Prove that $\dim E=\dim F=1$

Question

$E$ and $F$ are two subspaces of the inner product space $H$. $E,F\neq\{0\}$. If there exists a constant $\alpha>0$ such that $$|\langle x,y\rangle|=\alpha\|x\|\|y\|$$ for all $x\in E$ and $y\in F$, how to prove that $\dim E=\dim F=1$?

Answer 1

I suppose that the base field is $\mathbb R$.

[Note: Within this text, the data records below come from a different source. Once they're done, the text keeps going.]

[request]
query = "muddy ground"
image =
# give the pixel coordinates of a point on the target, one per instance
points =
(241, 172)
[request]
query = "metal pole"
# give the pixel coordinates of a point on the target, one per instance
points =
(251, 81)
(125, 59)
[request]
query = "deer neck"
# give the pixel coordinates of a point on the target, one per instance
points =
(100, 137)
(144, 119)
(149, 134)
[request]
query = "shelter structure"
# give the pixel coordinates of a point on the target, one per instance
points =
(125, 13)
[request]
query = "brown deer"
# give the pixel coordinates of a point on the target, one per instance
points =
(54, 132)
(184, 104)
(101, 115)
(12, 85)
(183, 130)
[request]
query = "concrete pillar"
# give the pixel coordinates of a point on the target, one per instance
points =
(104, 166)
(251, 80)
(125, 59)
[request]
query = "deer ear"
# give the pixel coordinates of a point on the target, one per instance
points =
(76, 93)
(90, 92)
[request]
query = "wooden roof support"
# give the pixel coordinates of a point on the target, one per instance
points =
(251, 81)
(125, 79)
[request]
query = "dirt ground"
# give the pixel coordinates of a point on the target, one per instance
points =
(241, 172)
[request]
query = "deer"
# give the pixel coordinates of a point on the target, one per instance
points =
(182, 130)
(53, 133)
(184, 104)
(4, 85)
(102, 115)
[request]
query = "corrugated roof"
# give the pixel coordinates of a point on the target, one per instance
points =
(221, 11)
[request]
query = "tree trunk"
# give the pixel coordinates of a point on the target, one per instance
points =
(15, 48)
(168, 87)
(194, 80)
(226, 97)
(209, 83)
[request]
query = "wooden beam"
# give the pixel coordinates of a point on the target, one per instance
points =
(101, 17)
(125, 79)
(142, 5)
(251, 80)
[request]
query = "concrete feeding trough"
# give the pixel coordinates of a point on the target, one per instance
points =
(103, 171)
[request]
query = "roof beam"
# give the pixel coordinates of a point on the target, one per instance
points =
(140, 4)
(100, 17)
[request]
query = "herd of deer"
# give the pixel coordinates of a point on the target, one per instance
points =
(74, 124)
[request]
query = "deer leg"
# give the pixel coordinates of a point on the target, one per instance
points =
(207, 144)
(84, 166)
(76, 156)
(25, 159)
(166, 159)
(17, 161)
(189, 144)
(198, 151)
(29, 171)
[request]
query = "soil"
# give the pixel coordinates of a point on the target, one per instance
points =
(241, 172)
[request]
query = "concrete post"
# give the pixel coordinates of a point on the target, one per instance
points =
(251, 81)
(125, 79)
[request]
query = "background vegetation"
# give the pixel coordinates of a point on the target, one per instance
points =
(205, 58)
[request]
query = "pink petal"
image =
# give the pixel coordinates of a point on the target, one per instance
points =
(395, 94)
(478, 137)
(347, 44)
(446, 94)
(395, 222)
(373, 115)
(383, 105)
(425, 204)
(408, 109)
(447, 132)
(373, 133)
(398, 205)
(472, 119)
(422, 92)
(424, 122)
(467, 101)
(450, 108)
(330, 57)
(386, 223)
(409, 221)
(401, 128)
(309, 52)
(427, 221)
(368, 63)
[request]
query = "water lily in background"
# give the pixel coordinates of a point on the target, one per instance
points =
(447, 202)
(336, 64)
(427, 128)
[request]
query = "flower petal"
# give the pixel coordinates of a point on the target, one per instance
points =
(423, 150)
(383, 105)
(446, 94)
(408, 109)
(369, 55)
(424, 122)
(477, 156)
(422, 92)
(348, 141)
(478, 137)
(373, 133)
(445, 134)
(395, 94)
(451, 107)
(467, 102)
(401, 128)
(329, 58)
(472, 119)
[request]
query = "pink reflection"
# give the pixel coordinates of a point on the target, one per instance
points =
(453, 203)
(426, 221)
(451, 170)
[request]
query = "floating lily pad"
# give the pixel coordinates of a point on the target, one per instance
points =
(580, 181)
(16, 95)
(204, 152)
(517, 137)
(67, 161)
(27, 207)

Take $e \in E$ and $f_1,f_2 \in F$ all having norm equal to one. Even if it means switching $f_i$ to $-f_i$, we can suppose that $\langle e,f_i\rangle \gt 0$.

We have

$$\langle e, f_1\rangle=\langle e, f_2\rangle=\alpha$$ and $$4 \alpha^2= \langle e, f_1+f_2\rangle^2 = \alpha^2 \Vert f_1 + f_2 \Vert^2 = 2 \alpha^2+2\alpha^2 \langle f_1, f_2\rangle^2.$$

Therefore $\vert \langle f_1, f_2\rangle \vert = 1$. Which means that whatever $f_1,f_2$ are and according to Cauchy-Schwarz equality case $f_1,f_2$ are colinear. We can conclude that $\dim F =1$ and also to $\dim E=1$ by symmetry as desired.